Discurso durante a 136ª Sessão Deliberativa Ordinária, no Senado Federal

Saudação aos estudantes classificados para o Progama Jovem Senador de 2018.

Registro do Dia Nacional da Consciência Negra, celebrado em 20 de novembro.

Autor
Lídice da Mata (PSB - Partido Socialista Brasileiro/BA)
Nome completo: Lídice da Mata e Souza
Casa
Senado Federal
Tipo
Discurso
Resumo por assunto
SENADO:
  • Saudação aos estudantes classificados para o Progama Jovem Senador de 2018.
HOMENAGEM:
  • Registro do Dia Nacional da Consciência Negra, celebrado em 20 de novembro.
Publicação
Publicação no DSF de 21/11/2018 - Página 24
Assuntos
Outros > SENADO
Outros > HOMENAGEM
Indexação
  • SAUDAÇÃO, COMISSÃO, ORGANIZAÇÃO, PROJETO, PROGRAMA, SENADOR, JUVENTUDE, ELOGIO, PARTICIPAÇÃO, MULHER.
  • HOMENAGEM, DIA NACIONAL, NEGRO.

    A SRA. LÍDICE DA MATA (Bloco Parlamentar Democracia e Cidadania/PSB - BA. Para discursar.) – Não; o nome parlamentar é Lídice da Mata – está certo?

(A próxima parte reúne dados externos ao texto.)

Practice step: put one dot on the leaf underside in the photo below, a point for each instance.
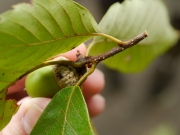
(31, 33)
(127, 20)
(66, 114)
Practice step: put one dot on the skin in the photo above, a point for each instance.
(31, 108)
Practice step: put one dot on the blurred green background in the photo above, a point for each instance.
(146, 103)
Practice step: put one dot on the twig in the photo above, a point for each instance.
(121, 47)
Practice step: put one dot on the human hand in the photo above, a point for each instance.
(31, 108)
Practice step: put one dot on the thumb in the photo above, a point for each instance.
(24, 120)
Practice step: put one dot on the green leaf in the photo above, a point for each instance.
(127, 20)
(66, 114)
(31, 33)
(7, 109)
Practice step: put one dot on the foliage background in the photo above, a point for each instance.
(138, 103)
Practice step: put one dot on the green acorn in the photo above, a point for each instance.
(47, 81)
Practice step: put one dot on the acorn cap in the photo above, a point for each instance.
(65, 75)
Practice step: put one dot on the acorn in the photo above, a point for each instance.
(47, 81)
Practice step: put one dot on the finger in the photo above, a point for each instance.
(95, 104)
(70, 55)
(93, 84)
(26, 117)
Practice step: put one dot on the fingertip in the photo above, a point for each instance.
(95, 104)
(94, 83)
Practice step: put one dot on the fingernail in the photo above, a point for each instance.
(30, 118)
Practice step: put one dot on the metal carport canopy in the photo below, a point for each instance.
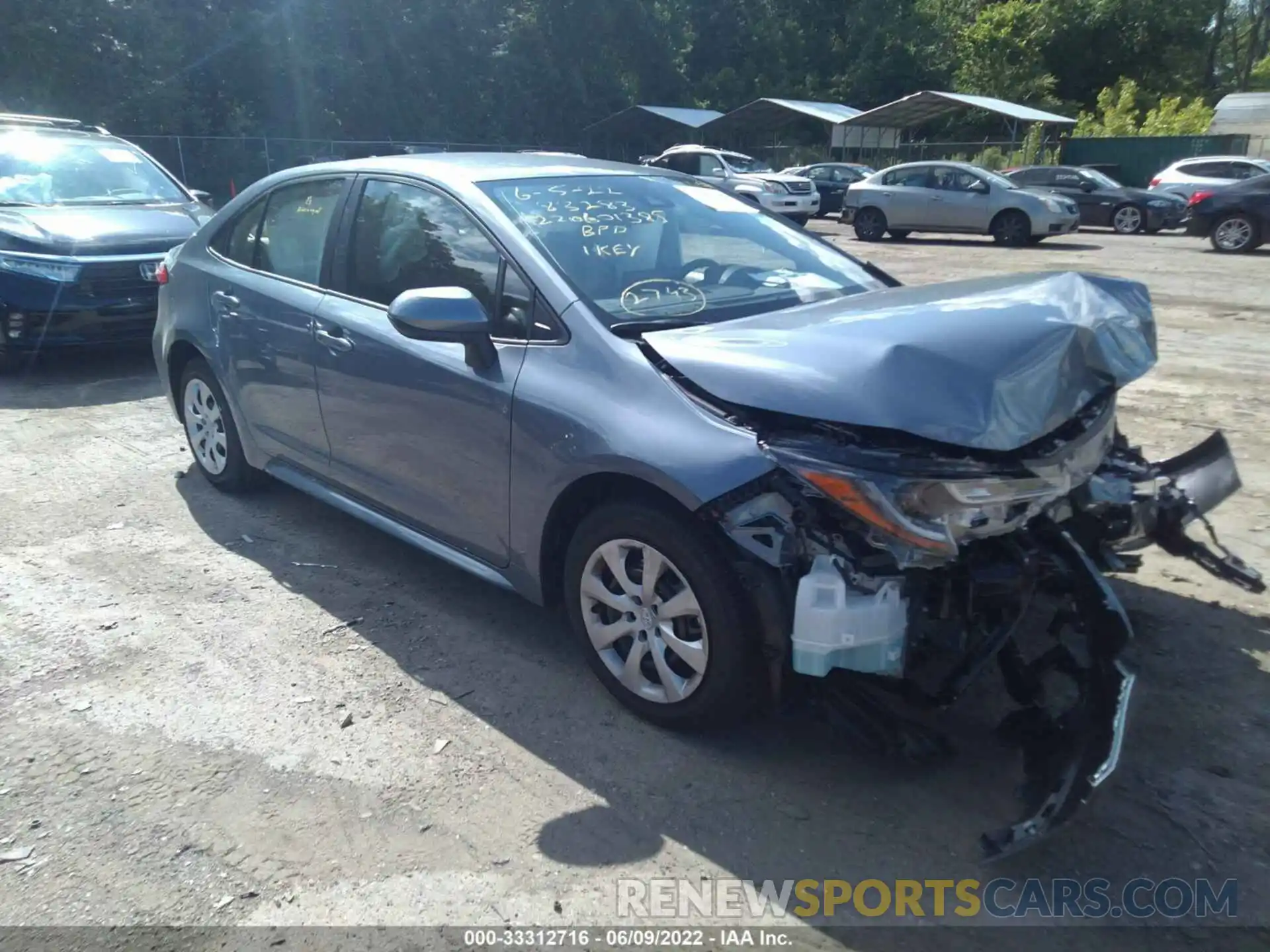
(922, 107)
(652, 121)
(773, 114)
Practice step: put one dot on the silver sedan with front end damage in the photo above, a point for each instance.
(749, 467)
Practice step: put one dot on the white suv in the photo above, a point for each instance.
(793, 196)
(1189, 175)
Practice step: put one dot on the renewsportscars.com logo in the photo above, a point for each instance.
(930, 899)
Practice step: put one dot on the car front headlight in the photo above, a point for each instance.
(930, 516)
(38, 267)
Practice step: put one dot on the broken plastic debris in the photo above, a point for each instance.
(349, 623)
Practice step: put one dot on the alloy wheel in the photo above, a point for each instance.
(205, 426)
(1127, 220)
(1234, 234)
(644, 621)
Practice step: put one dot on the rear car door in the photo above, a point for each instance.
(265, 287)
(413, 429)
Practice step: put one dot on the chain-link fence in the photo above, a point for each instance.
(224, 165)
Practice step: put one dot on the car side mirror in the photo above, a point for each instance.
(451, 315)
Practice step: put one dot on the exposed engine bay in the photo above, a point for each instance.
(906, 569)
(949, 488)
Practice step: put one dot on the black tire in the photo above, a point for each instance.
(1235, 234)
(1011, 229)
(870, 225)
(238, 475)
(1127, 223)
(732, 683)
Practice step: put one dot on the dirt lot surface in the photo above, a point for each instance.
(175, 666)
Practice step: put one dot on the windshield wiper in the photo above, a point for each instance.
(633, 329)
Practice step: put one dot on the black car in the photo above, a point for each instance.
(1104, 202)
(1234, 218)
(832, 180)
(85, 220)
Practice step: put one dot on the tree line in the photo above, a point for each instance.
(538, 71)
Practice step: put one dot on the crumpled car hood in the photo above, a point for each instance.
(992, 364)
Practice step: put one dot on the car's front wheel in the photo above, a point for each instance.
(870, 225)
(662, 617)
(1128, 220)
(1235, 234)
(210, 428)
(1011, 227)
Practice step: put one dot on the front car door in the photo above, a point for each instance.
(413, 429)
(265, 286)
(1090, 196)
(959, 200)
(904, 197)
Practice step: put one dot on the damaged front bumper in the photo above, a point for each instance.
(1121, 503)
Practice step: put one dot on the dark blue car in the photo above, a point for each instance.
(85, 218)
(746, 465)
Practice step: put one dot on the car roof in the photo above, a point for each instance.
(933, 163)
(60, 134)
(482, 167)
(1216, 159)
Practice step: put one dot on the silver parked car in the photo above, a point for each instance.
(793, 196)
(746, 465)
(1206, 173)
(954, 197)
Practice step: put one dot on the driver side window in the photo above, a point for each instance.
(712, 168)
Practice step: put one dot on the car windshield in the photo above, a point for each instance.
(658, 249)
(42, 171)
(745, 164)
(1000, 180)
(1103, 180)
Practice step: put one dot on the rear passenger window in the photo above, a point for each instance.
(294, 230)
(238, 240)
(1206, 171)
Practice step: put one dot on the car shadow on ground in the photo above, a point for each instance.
(784, 797)
(80, 377)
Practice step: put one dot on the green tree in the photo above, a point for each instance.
(1002, 54)
(1119, 114)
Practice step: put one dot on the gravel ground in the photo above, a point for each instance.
(177, 668)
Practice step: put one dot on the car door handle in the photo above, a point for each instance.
(334, 342)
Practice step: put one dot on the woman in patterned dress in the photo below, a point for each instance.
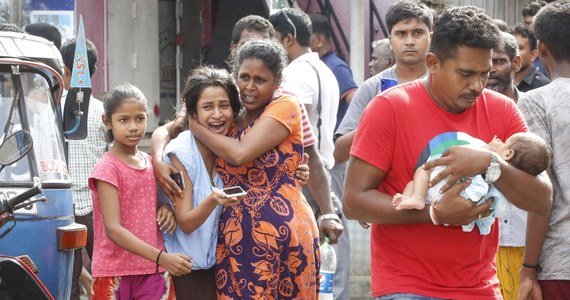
(267, 244)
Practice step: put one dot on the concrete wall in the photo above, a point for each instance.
(133, 49)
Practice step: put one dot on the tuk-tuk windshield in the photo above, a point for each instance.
(35, 111)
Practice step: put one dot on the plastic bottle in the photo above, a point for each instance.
(326, 274)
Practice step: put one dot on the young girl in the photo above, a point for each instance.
(210, 96)
(128, 247)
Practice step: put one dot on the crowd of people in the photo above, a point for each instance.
(487, 220)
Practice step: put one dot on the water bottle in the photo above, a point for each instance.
(328, 267)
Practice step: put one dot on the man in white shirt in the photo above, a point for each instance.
(315, 85)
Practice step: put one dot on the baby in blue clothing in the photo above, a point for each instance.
(525, 151)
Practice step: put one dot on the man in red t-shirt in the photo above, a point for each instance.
(412, 255)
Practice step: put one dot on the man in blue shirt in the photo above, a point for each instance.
(322, 44)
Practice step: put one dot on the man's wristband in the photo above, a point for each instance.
(329, 217)
(157, 258)
(432, 215)
(536, 267)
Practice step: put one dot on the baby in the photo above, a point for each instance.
(525, 151)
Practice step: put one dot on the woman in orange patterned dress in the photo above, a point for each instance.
(267, 244)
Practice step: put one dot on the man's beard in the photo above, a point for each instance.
(504, 82)
(500, 87)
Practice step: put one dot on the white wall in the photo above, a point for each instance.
(133, 52)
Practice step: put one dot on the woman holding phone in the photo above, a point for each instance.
(211, 98)
(268, 242)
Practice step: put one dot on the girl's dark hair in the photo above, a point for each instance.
(202, 78)
(116, 96)
(267, 50)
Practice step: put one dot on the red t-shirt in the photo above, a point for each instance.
(394, 135)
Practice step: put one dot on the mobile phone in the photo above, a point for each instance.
(178, 178)
(234, 191)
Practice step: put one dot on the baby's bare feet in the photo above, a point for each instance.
(397, 199)
(404, 202)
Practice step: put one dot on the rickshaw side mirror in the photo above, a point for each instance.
(75, 112)
(16, 146)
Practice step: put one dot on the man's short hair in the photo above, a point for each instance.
(532, 8)
(299, 19)
(68, 53)
(47, 31)
(408, 10)
(252, 23)
(321, 25)
(10, 27)
(549, 27)
(467, 26)
(527, 33)
(509, 45)
(503, 26)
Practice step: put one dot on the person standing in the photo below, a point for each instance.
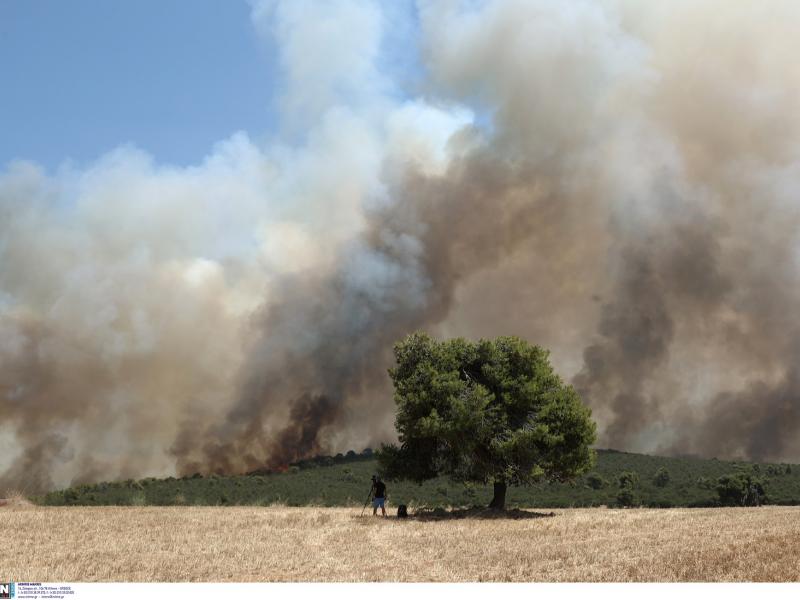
(378, 496)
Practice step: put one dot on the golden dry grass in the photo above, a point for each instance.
(323, 544)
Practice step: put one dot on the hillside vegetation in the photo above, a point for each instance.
(618, 479)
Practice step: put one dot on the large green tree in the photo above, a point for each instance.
(491, 412)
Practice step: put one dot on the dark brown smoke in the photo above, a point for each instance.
(616, 181)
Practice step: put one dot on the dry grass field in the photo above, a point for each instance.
(324, 544)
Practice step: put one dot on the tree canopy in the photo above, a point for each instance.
(492, 411)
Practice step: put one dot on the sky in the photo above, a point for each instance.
(78, 79)
(217, 218)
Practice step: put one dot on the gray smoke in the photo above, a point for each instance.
(615, 181)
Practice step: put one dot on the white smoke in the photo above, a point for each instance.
(614, 180)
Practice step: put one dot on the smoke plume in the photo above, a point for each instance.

    Muito obrigada, Sr. Presidente.

    Sr. Presidente, Sras. e Srs. Senadores, eu quero iniciar a minha fala hoje saudando os 27 estudantes classificados para o Programa Jovem Senador de 2018, que tomaram posse hoje nesta Casa para um mandato de uma semana.

    É sempre uma razão de alegria ver esses jovens tendo a oportunidade de conhecer de perto o Senado e saber do seu interesse pela política, pela representação política.

    Quero saudar especialmente a representante da Bahia, a Jovem Senadora Laiane Michele Silva Souza, minha colega Senadora, do Colégio Estadual Antônio Figueiredo, do Município de Ibiassucê, orientada pela Professora Ana Maria Cardoso da Silva.

    Que seja bem-vinda!

    Parabenizo, ainda, os três primeiros classificados do concurso de redação, os estudantes Lanielle Lorana de Sá Andrade, de Monsenhor Hipólito, no Piauí, em primeiro lugar; Matheus Moura Carabolante, de São Francisco, São Paulo, e Luana Coutinho da Silva, de Igarapé-Açu, no Pará, segundo e terceiro lugares. Mas todos, sem exceção, merecem nosso abraço e recepção calorosa. Afinal, são 27 escolhidos dentre 190 mil redações inscritas – recorde do Projeto – e cuja temática escolhida agora foram os 30 anos da Constituição Federal. E eu, como Constituinte Federal, fico muito satisfeita de ver essa juventude se interessando, escrevendo sobre o tema e tendo a oportunidade e a possibilidade de um olhar analítico sobre a experiência da Constituição brasileira, tão necessária ser defendida.

    Fico ainda mais feliz de ver que 19 Jovens Senadoras tomam posse hoje nesta Casa – 70% das cadeiras de Jovens Senadores, muito distante da taxa nossa de pouco mais de 10% na vida real. Isso mostra que, no futuro, na perspectiva de futuro, nós haveremos de realizar esse sonho de ter uma participação das mulheres destacada nesta Casa, do ponto de vista da quantidade da presença feminina na Casa Legislativa.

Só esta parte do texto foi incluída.